Границ не было. Я хотел бы увидеть скептика, который не согласился бы с тем, что этот второй мир обогащает человека и отзывается на его мыслях и поступках в жизни.
Я писал об этом. Писал я на широком подоконнике. Стола у меня не было. Я часто отрывался, смотрел за окно и видел ветки лип в Зоологическом саду, покрытые смерзшимся снегом. И слышал, как на пруду тоскливо и безответно кричала птица: «Что же это? Боже мой, что же это?»
В разгар моих писаний пришло письмо из Союза городов. Меня вызывал к себе главный уполномоченный, известный деятель кадетской партии Щепкин.

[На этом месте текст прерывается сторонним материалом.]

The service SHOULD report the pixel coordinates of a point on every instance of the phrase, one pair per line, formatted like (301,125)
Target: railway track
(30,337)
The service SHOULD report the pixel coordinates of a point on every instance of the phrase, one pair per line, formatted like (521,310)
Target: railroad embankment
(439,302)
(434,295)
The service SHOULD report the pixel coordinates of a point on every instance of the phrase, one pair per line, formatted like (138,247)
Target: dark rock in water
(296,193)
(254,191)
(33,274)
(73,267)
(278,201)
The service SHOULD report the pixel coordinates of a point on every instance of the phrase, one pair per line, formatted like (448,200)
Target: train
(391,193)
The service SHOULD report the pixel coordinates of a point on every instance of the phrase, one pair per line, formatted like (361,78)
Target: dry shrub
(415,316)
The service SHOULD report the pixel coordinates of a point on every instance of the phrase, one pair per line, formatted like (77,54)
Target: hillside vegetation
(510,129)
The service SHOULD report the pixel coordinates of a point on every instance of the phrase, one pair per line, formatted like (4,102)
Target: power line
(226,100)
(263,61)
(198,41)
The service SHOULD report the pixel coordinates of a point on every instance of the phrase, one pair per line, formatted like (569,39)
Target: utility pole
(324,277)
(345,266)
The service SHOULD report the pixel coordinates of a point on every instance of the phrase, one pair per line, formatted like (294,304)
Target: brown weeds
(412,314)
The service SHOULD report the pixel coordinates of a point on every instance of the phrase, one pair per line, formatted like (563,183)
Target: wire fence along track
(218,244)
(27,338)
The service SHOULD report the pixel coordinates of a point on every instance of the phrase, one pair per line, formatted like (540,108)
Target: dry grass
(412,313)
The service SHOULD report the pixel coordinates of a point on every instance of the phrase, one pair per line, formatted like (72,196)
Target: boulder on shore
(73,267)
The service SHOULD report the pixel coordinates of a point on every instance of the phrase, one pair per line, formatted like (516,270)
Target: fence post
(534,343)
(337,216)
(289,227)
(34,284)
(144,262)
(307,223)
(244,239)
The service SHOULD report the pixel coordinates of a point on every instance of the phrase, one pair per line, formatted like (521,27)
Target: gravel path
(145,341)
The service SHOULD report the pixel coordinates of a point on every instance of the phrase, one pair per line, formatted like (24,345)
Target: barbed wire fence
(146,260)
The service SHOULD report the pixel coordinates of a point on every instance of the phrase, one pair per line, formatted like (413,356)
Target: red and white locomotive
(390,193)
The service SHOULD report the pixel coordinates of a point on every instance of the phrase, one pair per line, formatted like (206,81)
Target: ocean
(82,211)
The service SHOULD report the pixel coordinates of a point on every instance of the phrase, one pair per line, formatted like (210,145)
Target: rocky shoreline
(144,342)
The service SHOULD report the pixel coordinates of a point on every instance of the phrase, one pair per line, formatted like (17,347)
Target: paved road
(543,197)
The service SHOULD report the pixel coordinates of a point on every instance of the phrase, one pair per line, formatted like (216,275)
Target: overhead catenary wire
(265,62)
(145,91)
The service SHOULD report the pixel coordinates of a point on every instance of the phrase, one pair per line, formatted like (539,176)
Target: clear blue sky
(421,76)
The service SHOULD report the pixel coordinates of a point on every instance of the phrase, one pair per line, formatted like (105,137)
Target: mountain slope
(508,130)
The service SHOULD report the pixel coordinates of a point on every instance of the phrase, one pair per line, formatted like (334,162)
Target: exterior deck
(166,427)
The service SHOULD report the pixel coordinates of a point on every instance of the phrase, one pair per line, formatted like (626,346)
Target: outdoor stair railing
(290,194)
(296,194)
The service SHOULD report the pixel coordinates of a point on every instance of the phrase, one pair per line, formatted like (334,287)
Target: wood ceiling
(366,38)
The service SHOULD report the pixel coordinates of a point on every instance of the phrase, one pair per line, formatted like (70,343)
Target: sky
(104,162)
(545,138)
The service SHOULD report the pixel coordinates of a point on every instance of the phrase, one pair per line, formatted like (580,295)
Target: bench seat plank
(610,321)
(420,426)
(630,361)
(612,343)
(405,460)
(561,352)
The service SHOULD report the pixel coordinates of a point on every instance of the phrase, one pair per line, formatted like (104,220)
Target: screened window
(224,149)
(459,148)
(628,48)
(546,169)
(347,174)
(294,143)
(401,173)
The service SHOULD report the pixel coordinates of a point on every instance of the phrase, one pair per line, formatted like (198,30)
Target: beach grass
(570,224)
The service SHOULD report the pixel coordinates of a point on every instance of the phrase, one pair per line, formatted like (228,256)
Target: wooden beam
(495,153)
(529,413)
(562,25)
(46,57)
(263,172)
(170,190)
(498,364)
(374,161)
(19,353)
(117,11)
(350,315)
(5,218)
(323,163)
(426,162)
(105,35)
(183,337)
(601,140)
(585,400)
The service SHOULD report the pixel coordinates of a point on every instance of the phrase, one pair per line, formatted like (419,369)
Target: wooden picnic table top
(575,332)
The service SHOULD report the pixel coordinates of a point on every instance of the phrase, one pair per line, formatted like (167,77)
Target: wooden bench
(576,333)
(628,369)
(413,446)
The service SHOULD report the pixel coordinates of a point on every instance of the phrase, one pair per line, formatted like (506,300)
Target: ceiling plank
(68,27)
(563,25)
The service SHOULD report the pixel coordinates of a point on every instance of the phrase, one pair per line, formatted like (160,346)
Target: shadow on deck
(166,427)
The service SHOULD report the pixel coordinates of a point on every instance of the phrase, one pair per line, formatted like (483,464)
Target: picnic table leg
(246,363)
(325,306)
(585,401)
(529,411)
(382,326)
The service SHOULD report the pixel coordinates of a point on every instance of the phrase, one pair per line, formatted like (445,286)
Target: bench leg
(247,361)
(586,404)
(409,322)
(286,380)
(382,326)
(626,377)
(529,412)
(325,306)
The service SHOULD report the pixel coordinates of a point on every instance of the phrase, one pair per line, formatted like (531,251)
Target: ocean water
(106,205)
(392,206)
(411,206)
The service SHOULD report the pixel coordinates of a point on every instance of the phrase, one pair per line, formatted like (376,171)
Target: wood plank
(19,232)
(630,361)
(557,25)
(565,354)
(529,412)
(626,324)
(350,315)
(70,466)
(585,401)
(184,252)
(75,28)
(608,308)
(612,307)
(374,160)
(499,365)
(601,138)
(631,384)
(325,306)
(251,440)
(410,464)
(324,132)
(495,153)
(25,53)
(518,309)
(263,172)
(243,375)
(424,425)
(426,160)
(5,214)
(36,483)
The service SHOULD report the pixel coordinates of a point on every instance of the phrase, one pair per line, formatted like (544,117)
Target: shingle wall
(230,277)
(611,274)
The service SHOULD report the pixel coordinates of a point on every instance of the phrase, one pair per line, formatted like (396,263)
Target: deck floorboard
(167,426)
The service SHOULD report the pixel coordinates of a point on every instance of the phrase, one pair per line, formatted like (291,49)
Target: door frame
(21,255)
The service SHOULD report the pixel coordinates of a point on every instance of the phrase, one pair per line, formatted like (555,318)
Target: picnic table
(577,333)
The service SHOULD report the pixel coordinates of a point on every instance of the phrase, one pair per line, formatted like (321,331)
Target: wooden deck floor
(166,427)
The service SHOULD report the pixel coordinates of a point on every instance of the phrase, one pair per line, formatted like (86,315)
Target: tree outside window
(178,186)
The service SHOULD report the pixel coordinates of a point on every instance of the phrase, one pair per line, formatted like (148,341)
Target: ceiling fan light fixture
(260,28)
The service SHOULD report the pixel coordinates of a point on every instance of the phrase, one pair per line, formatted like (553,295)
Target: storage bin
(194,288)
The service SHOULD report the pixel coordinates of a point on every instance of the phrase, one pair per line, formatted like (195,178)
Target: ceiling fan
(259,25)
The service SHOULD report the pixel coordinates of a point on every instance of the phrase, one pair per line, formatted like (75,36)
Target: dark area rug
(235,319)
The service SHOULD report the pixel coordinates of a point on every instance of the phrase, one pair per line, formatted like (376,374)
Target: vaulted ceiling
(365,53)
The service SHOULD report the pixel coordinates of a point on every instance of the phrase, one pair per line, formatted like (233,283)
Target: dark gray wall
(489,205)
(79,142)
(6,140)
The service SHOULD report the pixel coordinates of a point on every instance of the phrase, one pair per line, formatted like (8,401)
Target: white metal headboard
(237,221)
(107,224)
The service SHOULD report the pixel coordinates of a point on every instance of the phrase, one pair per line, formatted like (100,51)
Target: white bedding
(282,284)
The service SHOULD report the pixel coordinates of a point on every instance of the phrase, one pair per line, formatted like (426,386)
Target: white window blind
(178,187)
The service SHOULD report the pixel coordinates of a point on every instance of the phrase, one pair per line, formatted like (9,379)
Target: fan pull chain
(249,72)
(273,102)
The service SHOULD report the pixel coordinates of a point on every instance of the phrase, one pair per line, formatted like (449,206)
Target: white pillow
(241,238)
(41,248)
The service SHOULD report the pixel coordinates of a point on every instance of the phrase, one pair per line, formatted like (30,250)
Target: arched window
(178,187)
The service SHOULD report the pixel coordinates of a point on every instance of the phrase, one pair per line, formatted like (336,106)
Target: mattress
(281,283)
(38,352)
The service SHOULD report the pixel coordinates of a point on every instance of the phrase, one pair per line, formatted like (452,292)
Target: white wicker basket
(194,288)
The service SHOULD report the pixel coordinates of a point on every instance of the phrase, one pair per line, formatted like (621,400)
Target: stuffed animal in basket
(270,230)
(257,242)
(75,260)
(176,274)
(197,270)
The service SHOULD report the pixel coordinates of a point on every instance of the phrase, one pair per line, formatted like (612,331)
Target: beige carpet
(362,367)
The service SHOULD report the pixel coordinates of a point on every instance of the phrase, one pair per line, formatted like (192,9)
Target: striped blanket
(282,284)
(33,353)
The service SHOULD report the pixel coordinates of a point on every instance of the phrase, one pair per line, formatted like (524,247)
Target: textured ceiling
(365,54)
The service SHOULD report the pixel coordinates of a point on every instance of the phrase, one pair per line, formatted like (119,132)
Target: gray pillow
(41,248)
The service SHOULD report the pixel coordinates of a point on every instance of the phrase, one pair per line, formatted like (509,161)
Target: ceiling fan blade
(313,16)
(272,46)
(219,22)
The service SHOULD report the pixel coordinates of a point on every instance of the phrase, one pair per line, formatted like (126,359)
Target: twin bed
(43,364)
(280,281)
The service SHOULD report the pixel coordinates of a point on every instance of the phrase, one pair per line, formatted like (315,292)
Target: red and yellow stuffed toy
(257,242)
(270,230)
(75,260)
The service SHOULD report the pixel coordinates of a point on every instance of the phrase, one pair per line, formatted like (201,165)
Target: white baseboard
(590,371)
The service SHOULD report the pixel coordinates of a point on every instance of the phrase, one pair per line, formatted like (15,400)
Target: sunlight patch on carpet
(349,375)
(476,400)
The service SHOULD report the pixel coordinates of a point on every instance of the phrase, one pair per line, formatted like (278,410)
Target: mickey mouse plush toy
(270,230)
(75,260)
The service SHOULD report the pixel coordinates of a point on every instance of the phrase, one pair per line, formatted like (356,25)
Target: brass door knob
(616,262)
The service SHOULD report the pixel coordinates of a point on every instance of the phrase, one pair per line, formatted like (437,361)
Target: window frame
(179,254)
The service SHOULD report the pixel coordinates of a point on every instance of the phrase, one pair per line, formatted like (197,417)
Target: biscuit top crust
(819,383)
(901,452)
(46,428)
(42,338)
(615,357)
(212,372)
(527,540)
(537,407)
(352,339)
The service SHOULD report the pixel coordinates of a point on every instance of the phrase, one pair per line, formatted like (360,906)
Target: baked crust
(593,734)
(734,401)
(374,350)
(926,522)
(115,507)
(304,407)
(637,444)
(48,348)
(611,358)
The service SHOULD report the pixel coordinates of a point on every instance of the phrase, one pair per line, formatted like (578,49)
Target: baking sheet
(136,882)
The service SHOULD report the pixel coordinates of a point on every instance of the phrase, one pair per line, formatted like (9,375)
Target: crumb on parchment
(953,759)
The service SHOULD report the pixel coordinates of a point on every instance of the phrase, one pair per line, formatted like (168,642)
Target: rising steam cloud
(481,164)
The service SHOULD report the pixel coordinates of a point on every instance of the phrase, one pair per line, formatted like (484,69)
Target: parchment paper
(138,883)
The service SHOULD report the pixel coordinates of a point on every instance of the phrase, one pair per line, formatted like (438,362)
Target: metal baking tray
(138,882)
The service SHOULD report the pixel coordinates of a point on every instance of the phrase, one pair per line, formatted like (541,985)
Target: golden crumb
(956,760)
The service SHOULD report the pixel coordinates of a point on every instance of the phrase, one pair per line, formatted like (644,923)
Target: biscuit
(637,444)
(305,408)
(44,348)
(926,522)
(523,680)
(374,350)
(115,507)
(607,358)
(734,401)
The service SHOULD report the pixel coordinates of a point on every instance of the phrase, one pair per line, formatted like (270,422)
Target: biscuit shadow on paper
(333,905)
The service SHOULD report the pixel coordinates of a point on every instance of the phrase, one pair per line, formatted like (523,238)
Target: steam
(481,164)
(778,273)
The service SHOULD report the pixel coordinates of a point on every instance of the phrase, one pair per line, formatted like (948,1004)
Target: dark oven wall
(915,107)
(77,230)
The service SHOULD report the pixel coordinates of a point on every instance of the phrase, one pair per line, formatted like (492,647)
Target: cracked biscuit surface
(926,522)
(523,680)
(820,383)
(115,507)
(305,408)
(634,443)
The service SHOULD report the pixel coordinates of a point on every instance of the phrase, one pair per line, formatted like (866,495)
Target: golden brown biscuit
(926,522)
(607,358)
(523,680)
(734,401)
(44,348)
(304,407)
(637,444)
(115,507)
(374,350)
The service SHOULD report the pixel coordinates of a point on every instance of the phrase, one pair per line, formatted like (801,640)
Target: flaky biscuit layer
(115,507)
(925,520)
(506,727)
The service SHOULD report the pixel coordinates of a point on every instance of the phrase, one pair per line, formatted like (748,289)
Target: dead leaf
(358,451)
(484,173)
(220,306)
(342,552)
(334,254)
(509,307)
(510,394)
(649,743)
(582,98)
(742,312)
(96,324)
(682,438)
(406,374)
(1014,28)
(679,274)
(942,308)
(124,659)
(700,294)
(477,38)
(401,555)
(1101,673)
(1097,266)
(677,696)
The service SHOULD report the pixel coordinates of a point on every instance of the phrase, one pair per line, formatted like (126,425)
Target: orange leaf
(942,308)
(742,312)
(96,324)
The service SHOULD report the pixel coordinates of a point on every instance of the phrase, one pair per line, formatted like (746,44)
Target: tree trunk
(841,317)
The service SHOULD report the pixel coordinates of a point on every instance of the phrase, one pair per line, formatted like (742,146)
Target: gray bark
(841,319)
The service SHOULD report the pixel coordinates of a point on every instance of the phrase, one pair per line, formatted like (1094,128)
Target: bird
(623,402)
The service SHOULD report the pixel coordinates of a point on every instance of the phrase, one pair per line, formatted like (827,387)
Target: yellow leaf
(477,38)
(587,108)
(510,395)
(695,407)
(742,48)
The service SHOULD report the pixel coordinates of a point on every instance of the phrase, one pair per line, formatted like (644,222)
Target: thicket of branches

Наутро я пошел к Щепкину. Союз городов помещался в большом доме рядом с Художественным театром.
Меня встретил маленький серый старик, довольно добродушного вида, но с брезгливым выражением на лице.
– Вот что, милый юноша, – сказал он. – Должен сообщить вам пренеприятное известие.
Он сказал эти слова из гоголевского «Ревизора», и, очевидно, это ему самому очень понравилось, потому что он закашлялся, замахал в воздухе пухлыми руками и повторил:
– Пренеприятное известие! Во время вашего пребывания в нашем санитарном отряде в Замирье туда приезжал государь.
– Да, – сказал я, – был такой случай.
– Да, – ответил Щепкин, – был и другой случай. А именно – один из работников отряда описал это пребывание государя в Замирье в весьма сатирическом виде. В письме к своему другу, забыв по молодости лет, что существует военная цензура. Был такой случай?
– Был, – ответил я.
Когда я лежал в госпитале в Несвиже, я много наслышался об этой поездке Николая и написал об этом своему школьному товарищу в Киев.
– И был такой случай, – продолжал Щепкин, – что военная цензура вскрыла именно это письмо. Поскольку подпись была неразборчива, а на конверте стояла печать вашего отряда, цензура сочла за благо передать рассмотрение этого дела нам, чтобы найти автора этого письма и, буде он обнаружится, впредь на фронт его не допускать. Это ваше письмо?
Щепкин протянул мне листок.
– Мое.
– Дешево отделались, – сказал Щепкин. – Итак, хотя в вашем лице, судя по отзывам, мы теряем хорошего работника, но ничего не попишешь, – прошу вас немедленно сдать документы и получить расчет.
Я рвался обратно в отряд, и этот удар был для меня оглушительным и жестоким. Что же делать дальше?
Из Союза городов я пошел не домой, а в Третьяковскую галерею. Там было пусто. Дремали в углах сторожихи. Теплый ветер дул из печных отдушин.
Я сел против картины Флавицкого «Княжна Тараканова» и смотрел на нее долго, больше часа. Смотрел потому, что женщина на этой картине была похожа на Лелю.
Мне не хотелось возвращаться домой. Сейчас я окончательно понял, что дома у меня нет.
Предместье чечелевка
В феврале мама с Галей уехали в Киев. Я остался в Москве, надеясь устроиться на работу.
Как раз в это время моего дядю, Николая Григорьевича, артиллерийского инженера, перевели из Брянска в Москву и прикомандировали к французской военной миссии. Миссия эта была прислана в Россию, чтобы наладить изготовление французских фугасных гранат.
Вместе с дядей Колей приехала в Москву и тетя Маруся. Дяде Коле дали казенную квартиру в маленьком доме на 1-й Мещанской улице.
Работники миссии – французские артиллеристы – часто обедали у дяди Коли.